As first reported by VTDigger, a national organization called the Republican State Leadership Committee has chosen the second course, pouring $142,000 into a TV/radio ad campaign for Republican legislative candidates.

They might have asked Lenore Broughton how this kind of big-money, old-media, carpet-bombing technique works. She spent at least a million bucks in 2012 on a TV/radio/bulk mail blitz attacking the Dems, and failed to move the electoral needle at all.

But the RSLC didn’t ask her. In fact, they didn’t talk to anyone in Vermont. Just ask one of the first guys they should have talked to.

Rep. Don Turner, R-Milton, the House minority leader, said he welcomed the media campaign, but was unaware of it until VTDigger showed him the ad.

So a D.C.-based Republican organization is running generic ads for nameless candidates, and they didn’t even consult the House’s top Republican. Somehow I don’t think the Democrats are too worried about this. Oh wait, here’s a Democrat now:

It’s just like in 2012, when there was a single Republican donor spending approximately $1 million here in Vermont. The VTGOP is just trying to bankroll their way towards relevance. It’s not going to work. Vermonters have already made it clear that the right-wing agenda has no place in our state, and they will make it clear again on November 4th. The RSLC is spending six figures on behalf of VTGOP candidates and that money comes directly from the Koch brothers and other insidious sources.

That’s from Ben Sarle, the VT Dems’ communications director. Now, naturally you’d expect him to say that. But the facts on the ground support his assertions. No matter what RSLC does, the Dems are extremely unlikely to lose more than a handful of legislative seats; it’s even possible that they’ll add a few to their outsized majorities.

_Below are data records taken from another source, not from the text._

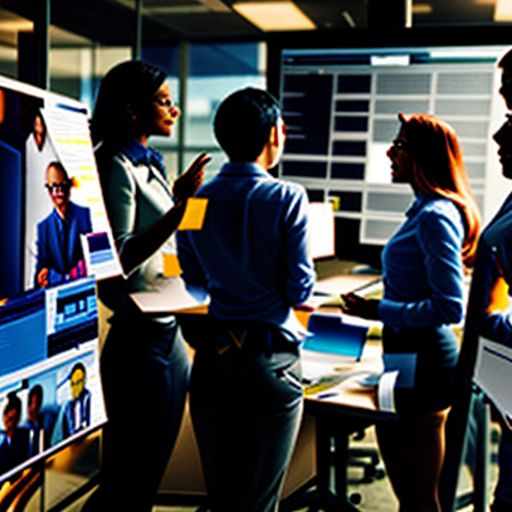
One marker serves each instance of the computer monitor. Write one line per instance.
(341, 94)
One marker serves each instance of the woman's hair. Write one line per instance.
(439, 171)
(126, 90)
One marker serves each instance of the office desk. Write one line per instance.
(337, 416)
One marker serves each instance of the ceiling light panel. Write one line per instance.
(274, 16)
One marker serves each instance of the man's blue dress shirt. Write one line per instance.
(422, 267)
(494, 260)
(251, 255)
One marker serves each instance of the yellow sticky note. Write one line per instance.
(193, 218)
(171, 265)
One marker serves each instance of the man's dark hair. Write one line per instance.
(13, 403)
(78, 366)
(243, 123)
(58, 165)
(36, 391)
(505, 63)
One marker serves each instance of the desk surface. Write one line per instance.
(347, 394)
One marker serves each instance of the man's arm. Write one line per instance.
(300, 272)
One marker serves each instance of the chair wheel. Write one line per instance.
(380, 473)
(355, 498)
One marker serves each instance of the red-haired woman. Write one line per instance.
(423, 268)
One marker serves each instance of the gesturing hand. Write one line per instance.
(358, 306)
(186, 185)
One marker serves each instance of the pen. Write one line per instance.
(326, 395)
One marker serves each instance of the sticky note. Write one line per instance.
(171, 265)
(195, 211)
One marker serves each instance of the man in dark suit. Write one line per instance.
(14, 441)
(77, 411)
(59, 252)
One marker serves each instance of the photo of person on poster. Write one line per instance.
(39, 152)
(59, 256)
(14, 440)
(75, 413)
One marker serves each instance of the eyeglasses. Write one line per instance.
(164, 102)
(506, 80)
(53, 187)
(400, 145)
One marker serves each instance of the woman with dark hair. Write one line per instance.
(144, 365)
(423, 271)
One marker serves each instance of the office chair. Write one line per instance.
(366, 457)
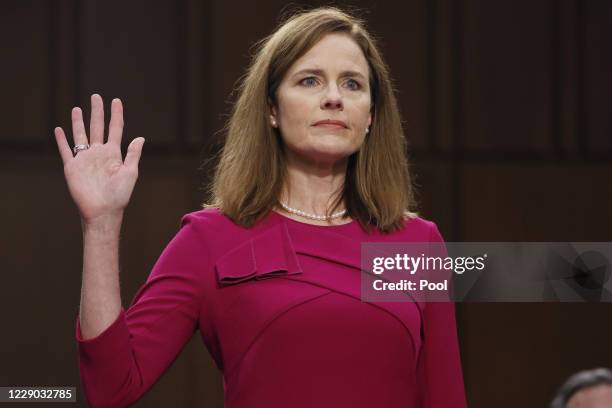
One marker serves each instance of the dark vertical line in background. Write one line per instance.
(455, 168)
(431, 131)
(581, 120)
(207, 39)
(458, 119)
(209, 139)
(556, 75)
(79, 35)
(181, 74)
(53, 59)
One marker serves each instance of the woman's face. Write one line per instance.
(328, 83)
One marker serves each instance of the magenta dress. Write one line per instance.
(278, 307)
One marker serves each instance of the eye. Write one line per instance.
(353, 85)
(309, 81)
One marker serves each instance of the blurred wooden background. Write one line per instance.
(507, 112)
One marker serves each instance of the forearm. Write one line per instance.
(100, 291)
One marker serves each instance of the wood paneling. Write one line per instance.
(505, 110)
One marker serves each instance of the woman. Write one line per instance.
(269, 271)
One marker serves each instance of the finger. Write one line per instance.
(62, 145)
(134, 152)
(96, 124)
(78, 128)
(115, 127)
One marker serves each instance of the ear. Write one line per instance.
(273, 112)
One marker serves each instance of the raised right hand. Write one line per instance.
(99, 181)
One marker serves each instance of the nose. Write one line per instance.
(332, 98)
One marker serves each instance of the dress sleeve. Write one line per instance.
(120, 364)
(439, 367)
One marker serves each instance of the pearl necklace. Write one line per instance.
(312, 216)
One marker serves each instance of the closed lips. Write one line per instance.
(330, 123)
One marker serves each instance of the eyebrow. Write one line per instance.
(320, 73)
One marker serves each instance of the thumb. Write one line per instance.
(134, 151)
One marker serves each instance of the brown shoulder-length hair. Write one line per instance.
(248, 179)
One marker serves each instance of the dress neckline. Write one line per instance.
(291, 220)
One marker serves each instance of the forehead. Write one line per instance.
(334, 51)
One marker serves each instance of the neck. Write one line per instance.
(312, 187)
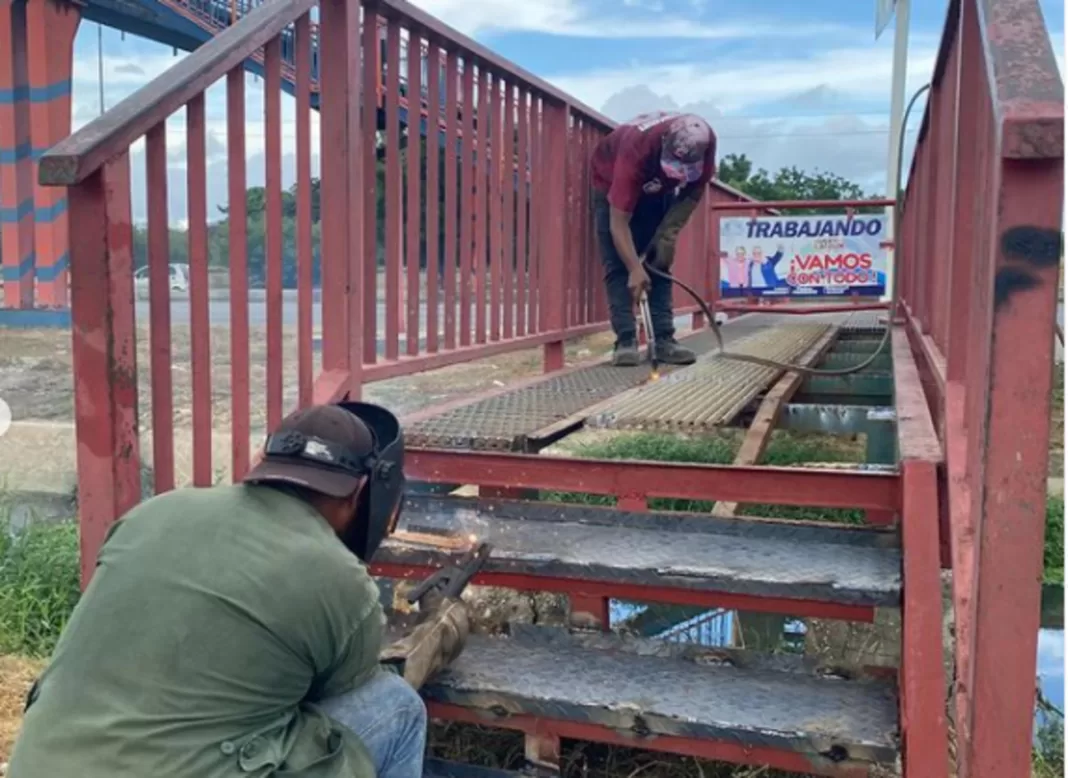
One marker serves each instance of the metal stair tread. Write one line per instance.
(801, 561)
(629, 685)
(503, 421)
(445, 768)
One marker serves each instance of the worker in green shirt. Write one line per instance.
(235, 631)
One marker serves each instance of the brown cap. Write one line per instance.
(335, 437)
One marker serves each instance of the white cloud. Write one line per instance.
(857, 73)
(569, 18)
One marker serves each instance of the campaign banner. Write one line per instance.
(803, 255)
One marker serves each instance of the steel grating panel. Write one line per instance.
(712, 391)
(833, 718)
(503, 422)
(804, 562)
(865, 322)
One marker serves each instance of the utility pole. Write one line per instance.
(883, 11)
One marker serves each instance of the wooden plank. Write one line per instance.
(767, 416)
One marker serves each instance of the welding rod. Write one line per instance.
(646, 314)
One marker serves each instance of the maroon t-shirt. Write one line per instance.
(626, 162)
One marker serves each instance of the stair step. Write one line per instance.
(445, 768)
(688, 558)
(829, 720)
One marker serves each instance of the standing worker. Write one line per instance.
(648, 176)
(235, 631)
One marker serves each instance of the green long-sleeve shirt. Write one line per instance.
(215, 620)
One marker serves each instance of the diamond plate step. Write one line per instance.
(444, 768)
(835, 719)
(810, 564)
(504, 421)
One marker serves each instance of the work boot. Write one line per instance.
(670, 352)
(626, 355)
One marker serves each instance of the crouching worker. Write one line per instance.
(647, 177)
(235, 631)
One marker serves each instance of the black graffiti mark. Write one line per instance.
(1036, 245)
(1010, 280)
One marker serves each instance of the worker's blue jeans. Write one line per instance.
(646, 218)
(390, 718)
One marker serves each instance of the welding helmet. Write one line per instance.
(330, 450)
(386, 481)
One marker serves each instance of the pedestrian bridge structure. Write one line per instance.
(489, 249)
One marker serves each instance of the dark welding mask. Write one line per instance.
(386, 481)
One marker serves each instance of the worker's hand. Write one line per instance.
(638, 282)
(433, 644)
(664, 254)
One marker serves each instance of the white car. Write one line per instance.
(179, 278)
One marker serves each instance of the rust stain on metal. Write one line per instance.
(712, 391)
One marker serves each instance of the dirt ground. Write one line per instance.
(35, 382)
(16, 677)
(35, 374)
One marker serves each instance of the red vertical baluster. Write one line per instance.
(393, 202)
(272, 226)
(357, 263)
(159, 306)
(433, 191)
(963, 213)
(238, 249)
(368, 131)
(199, 319)
(495, 160)
(341, 259)
(522, 182)
(452, 195)
(535, 310)
(553, 240)
(587, 255)
(304, 319)
(466, 259)
(413, 214)
(508, 182)
(106, 391)
(482, 151)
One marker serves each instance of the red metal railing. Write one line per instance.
(496, 262)
(977, 276)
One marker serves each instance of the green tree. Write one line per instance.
(737, 170)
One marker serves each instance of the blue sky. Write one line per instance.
(784, 81)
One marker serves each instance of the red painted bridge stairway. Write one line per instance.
(781, 710)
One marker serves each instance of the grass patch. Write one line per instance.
(38, 585)
(504, 750)
(785, 449)
(1053, 557)
(1048, 752)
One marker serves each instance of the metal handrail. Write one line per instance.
(82, 153)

But shed no tears for the RSLC. They’ve got money to burn, with a donor list that’s a Who’s Who of corporate America. In 2012 alone, RSLC spent some $39 million in state campaigns. So a lousy $142,000? That’s pocket change.

Oh, for your further entertainment, here’s the RSLC’s Top 20 donors for the year so far, according to the Center for Responsive Politics.

Screen Shot 2014-10-10 at 12.45.55 AM

Mmmm, delightful. Big Tobacco, Big Oil, Big Banking, Big Pharma. Big Telecom. Wal-Mart. Gambling. The US Chamber of Commerce. They’re all there.

Inclluding at least a couple of Bigs that have been generous to Governor Shumlin: Blue Cross/Blue Shield and Comcast.

Huh.

Say, Ben, perhaps you’d best tone down that talk about “insidious sources.”